Essentially all securities “owned” by the public in custodial accounts, pension plans and investment funds are now encumbered as collateral underpinning the derivatives complex, which is so large—an order of magnitude greater than the entire global economy—that there is not enough of anything in the world to back it. The illusion of collateral backing is facilitated by a daisy chain of hypothecation and re-hypothecation in which the same underlying client collateral is re-used many times over by a series of secured creditors. And so it is these creditors, who understand this system, who have demanded even more access to client assets as collateral.
…it is now assured that in the implosion of “The Everything Bubble”, collateral will be swept up on a vast scale. The plumbing to do this is in place. Legal certainty has been established that the collateral can be taken immediately and without judicial review, by entities described in court documents as “the protected class.” Even sophisticated professional investors, who were assured that their securities are “segregated”, will not be protected.
These are the key facts:
• Ownership of securities as property has been replaced with a new legal concept of a “security entitlement”, which is a contractual claim assuring a very weak position if the account provider becomes insolvent.
• All securities are held in un-segregated pooled form. Securities used as collateral, and those restricted from such use, are held in the same pool.
• All account holders, including those who have prohibited use of their securities as collateral, must, by law, receive only a pro-rata share of residual assets.

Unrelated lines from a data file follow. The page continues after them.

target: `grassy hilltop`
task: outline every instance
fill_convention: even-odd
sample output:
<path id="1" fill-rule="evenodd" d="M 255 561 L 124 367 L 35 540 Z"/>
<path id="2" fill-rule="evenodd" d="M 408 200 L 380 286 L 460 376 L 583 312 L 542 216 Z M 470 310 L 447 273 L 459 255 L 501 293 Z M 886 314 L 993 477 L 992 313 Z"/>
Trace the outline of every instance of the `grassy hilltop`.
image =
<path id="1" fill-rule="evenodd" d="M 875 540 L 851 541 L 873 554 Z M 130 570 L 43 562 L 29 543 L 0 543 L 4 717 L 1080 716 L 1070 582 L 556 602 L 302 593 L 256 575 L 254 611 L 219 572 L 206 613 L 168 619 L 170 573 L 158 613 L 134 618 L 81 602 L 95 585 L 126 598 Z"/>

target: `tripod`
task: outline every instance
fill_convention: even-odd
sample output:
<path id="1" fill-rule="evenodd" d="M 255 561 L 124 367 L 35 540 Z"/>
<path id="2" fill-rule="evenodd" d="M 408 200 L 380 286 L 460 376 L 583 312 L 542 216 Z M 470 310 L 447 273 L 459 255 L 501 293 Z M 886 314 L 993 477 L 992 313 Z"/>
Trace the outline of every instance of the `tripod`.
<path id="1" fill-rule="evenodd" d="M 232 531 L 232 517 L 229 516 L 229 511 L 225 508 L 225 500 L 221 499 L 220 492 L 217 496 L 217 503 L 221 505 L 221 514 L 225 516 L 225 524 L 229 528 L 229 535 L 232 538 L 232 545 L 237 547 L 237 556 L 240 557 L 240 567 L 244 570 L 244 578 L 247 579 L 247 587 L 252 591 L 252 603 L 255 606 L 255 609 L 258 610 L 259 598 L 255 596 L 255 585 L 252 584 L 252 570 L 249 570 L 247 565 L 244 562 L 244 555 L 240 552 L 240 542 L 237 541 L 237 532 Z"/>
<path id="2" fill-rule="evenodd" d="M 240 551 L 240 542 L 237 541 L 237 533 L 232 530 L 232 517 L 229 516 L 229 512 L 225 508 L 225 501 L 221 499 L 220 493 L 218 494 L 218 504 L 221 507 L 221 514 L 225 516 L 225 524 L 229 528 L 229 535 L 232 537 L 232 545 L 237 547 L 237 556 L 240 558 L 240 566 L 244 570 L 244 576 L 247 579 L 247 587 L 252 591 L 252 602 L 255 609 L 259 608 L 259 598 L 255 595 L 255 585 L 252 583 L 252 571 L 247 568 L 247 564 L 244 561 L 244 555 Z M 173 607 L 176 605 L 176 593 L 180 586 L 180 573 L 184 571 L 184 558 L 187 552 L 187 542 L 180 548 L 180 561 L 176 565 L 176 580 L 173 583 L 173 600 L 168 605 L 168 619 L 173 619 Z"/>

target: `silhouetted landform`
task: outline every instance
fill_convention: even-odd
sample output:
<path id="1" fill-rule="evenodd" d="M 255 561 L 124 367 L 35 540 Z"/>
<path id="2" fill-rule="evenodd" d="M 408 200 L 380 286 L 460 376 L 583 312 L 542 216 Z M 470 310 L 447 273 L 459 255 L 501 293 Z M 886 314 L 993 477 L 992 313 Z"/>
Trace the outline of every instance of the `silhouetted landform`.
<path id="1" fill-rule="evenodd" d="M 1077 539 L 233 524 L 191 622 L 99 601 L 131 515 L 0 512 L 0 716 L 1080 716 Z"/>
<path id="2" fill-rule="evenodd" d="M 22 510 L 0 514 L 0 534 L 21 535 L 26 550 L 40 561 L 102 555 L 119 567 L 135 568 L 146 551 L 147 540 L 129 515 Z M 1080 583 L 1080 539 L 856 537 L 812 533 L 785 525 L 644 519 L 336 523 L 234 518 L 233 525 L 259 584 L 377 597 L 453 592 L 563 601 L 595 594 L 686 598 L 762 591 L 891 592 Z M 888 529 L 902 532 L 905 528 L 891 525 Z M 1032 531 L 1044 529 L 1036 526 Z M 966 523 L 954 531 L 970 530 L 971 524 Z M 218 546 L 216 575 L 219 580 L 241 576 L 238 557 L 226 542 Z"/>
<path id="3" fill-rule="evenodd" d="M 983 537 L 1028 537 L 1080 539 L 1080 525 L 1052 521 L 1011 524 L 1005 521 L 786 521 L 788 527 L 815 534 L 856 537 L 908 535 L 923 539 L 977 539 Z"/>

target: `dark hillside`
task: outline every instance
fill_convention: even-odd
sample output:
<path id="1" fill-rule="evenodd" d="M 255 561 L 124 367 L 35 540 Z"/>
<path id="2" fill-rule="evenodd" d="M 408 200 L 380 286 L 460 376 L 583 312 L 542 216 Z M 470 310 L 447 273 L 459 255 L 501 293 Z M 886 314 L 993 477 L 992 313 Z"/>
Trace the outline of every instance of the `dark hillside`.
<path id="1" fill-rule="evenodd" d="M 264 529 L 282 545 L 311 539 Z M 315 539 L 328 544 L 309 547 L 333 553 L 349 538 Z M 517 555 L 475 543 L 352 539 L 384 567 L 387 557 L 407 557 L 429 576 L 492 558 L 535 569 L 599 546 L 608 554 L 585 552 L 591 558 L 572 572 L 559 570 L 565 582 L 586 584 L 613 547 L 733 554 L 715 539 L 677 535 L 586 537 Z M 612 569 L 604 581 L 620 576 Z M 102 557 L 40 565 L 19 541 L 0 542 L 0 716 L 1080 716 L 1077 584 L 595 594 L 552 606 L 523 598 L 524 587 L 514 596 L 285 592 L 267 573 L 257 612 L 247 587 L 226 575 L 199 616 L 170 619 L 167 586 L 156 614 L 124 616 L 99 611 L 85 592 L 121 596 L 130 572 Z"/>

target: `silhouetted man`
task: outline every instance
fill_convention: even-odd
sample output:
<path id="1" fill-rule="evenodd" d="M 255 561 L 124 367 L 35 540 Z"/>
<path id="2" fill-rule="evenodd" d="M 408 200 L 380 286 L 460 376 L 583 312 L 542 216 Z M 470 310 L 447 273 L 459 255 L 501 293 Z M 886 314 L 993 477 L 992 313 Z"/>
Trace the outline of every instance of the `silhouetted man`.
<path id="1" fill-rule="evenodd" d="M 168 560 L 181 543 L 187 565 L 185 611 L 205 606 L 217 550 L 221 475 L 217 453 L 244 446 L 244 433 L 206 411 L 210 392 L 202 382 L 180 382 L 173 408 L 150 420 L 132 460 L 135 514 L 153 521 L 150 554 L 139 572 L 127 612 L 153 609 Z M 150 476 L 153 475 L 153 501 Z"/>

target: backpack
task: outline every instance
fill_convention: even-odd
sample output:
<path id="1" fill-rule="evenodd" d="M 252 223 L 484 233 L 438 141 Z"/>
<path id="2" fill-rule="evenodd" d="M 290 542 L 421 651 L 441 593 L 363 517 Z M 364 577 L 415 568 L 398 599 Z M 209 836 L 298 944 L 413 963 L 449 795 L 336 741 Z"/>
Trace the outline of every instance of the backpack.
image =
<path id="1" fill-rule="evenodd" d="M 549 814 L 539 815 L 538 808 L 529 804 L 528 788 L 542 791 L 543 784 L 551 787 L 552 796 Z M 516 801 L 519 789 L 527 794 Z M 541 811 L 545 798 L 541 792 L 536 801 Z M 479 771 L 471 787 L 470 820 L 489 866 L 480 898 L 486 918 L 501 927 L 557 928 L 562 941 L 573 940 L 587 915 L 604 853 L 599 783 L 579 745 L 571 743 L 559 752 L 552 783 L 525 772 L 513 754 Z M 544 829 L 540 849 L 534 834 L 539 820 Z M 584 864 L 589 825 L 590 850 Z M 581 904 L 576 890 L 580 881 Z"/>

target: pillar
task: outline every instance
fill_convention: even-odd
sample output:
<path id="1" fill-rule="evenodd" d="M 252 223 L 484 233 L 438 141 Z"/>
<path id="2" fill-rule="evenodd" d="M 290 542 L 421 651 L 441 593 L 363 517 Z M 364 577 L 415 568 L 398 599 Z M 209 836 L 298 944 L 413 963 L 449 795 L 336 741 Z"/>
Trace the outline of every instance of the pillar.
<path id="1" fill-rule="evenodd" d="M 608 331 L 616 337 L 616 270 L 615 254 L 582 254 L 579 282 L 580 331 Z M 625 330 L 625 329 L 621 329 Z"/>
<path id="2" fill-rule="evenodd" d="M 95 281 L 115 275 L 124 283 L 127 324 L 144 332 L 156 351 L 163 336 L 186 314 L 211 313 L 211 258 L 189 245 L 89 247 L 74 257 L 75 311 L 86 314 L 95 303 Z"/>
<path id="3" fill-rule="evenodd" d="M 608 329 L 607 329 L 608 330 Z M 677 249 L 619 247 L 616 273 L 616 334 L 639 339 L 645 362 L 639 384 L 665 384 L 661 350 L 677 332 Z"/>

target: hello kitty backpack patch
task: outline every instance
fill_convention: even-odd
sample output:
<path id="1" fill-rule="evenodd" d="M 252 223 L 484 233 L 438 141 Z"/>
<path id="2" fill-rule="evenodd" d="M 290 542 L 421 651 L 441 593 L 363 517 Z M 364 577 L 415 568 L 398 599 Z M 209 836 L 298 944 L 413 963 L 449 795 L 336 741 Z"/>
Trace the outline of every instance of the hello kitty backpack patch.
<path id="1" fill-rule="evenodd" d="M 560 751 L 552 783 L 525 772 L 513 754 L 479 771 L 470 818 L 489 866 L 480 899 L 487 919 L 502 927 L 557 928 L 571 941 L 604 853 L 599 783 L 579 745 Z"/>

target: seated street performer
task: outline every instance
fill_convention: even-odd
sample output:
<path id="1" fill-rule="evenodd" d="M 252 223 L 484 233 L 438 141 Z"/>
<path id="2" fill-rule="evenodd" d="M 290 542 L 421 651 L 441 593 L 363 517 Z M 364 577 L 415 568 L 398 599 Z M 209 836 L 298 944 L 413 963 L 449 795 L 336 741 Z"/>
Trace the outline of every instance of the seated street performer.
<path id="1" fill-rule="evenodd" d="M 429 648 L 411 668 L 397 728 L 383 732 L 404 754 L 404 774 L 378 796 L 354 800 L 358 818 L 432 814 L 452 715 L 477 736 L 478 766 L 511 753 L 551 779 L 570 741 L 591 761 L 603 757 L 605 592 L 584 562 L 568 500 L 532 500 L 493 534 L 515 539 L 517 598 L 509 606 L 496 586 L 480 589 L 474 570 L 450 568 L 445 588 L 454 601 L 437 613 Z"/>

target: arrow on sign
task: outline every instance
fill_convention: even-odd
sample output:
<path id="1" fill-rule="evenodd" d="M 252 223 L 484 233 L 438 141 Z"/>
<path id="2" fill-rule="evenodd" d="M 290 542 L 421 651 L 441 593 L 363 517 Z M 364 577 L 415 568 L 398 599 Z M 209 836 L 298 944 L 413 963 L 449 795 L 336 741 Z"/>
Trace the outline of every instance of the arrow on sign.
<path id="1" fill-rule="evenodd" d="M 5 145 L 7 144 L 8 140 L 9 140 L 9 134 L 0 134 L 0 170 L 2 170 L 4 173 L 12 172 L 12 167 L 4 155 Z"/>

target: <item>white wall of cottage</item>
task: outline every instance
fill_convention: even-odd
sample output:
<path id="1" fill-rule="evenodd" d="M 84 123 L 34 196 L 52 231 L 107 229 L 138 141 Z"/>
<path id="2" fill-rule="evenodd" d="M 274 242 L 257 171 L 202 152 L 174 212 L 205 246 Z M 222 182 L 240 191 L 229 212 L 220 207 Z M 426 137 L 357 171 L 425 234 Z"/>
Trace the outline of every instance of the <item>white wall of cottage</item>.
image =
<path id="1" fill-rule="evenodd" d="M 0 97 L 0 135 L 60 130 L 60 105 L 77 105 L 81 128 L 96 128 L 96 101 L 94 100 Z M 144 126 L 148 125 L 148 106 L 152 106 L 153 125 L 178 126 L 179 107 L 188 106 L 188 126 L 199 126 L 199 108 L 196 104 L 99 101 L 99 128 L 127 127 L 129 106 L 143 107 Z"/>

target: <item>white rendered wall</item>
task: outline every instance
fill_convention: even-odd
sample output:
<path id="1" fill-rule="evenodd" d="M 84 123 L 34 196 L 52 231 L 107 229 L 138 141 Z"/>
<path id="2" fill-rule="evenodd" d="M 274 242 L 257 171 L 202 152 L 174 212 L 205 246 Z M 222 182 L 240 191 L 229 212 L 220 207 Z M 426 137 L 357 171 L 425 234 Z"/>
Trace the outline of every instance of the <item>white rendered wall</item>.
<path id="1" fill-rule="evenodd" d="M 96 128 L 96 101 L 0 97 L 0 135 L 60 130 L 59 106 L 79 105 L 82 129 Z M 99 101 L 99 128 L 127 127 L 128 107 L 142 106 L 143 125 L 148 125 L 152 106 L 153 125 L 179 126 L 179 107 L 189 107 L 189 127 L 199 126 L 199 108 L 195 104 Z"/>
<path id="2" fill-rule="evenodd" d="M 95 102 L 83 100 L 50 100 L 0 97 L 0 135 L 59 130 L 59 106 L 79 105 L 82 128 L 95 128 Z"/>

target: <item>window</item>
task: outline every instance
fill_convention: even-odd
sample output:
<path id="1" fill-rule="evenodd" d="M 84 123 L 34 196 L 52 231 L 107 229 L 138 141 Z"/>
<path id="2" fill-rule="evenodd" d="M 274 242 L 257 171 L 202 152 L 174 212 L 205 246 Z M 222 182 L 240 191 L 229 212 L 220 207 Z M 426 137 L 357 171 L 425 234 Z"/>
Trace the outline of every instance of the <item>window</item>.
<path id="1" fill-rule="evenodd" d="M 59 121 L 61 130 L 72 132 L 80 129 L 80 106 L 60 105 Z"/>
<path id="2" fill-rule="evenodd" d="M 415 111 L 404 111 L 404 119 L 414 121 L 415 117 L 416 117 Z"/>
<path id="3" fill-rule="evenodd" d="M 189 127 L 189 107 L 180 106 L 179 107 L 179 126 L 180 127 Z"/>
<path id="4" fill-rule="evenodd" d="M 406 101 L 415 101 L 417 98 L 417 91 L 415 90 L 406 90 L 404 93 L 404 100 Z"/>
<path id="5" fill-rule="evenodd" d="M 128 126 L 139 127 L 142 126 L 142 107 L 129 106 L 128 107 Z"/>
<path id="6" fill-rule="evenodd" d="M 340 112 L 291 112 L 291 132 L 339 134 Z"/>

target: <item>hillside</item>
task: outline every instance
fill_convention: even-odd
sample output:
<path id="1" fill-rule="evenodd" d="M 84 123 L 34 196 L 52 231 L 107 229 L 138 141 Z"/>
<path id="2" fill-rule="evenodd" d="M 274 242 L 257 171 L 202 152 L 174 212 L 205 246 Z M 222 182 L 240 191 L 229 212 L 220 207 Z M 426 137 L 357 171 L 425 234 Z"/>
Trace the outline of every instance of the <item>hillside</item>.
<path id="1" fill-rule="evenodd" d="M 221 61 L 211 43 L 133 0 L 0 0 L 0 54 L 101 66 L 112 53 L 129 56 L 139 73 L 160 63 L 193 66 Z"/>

• “Re-vindication,” i.e. the taking back of one’s own securities in the event of insolvency, is absolutely prohibited.
• Account providers may legally borrow pooled securities to collateralize proprietary trading and financing.
• “Safe Harbor” assures secured creditors priority claim to pooled securities ahead of account holders.
• The absolute priority claim of secured creditors to pooled client securities has been upheld by the courts.
Collateral transformation is simply the encumbrance of any and all types of client assets under swap contracts, which end up in the derivatives complex. This is done without the knowledge of the clients, who were led to believe that they safely owned these securities, and serves no beneficial purpose whatsoever for these clients. And here it is! Here is the automated, market-wide sweeping of collateral to CCPs and central banks in a time of market stress: In times of market stress, rapid deployment of available securities may be crucial in mitigating systemic issues. For instance, with better visibility of available securities and better access to them, firms may be better positioned to rapidly deploy securities to meet margin needs at CCPs in times of increased market volatility or to pledge to central banks in emergency situations to gain increased access to the lender of last resort. . . .The automation and standardisation of many operations related to collateral management . . . on a market-wide basis . . . may enable a market participant to manage increasingly complex and rapid collateral demands. And so as we have seen here irrefutably, the objective is to utilize all securities as collateral and hence to have the real practical means to take all securities as collateral.
Q (E.U.): Is the investor protected against the insolvency of an intermediary and, if so, how?
A (N.Y. Fed): . . . an investor is always vulnerable to a securities intermediary that does not itself have interests in a financial asset sufficient to cover all of the securities entitlements that it has created in that financial asset . . .If the secured creditor has “control” over the financial asset it will have priority over entitlement holders . . .If the securities intermediary is a clearing corporation, the claims of its creditors have priority over the claims of entitlement holders.
So, there we have it. In the collapse of the clearing subsidiaries of DTCC, it is the secured creditors who will take the assets of the entitlement holders. This is where it is going. It is designed to happen suddenly, and on a vast scale.
Ask yourself: if they don’t want your money, and they don’t really want or need your stuff, and they’re not trying to help you, what do they want? What’s the point of all of their efforts? This may be difficult to hear: It was deliberate strategy. It was about ultimate, complete power, allowing no centers of resistance. And so, it was about deprivation. It was about subjugation—and it still is, in more ways than we know.
It has been promised that there will be no taxpayer bailout this time—as if that is a good thing. Why? Simply because this will allow the banks to be closed rather than nationalized. Then all deposits and assets will be taken by the “protected class” of secured creditors. This is where it is going.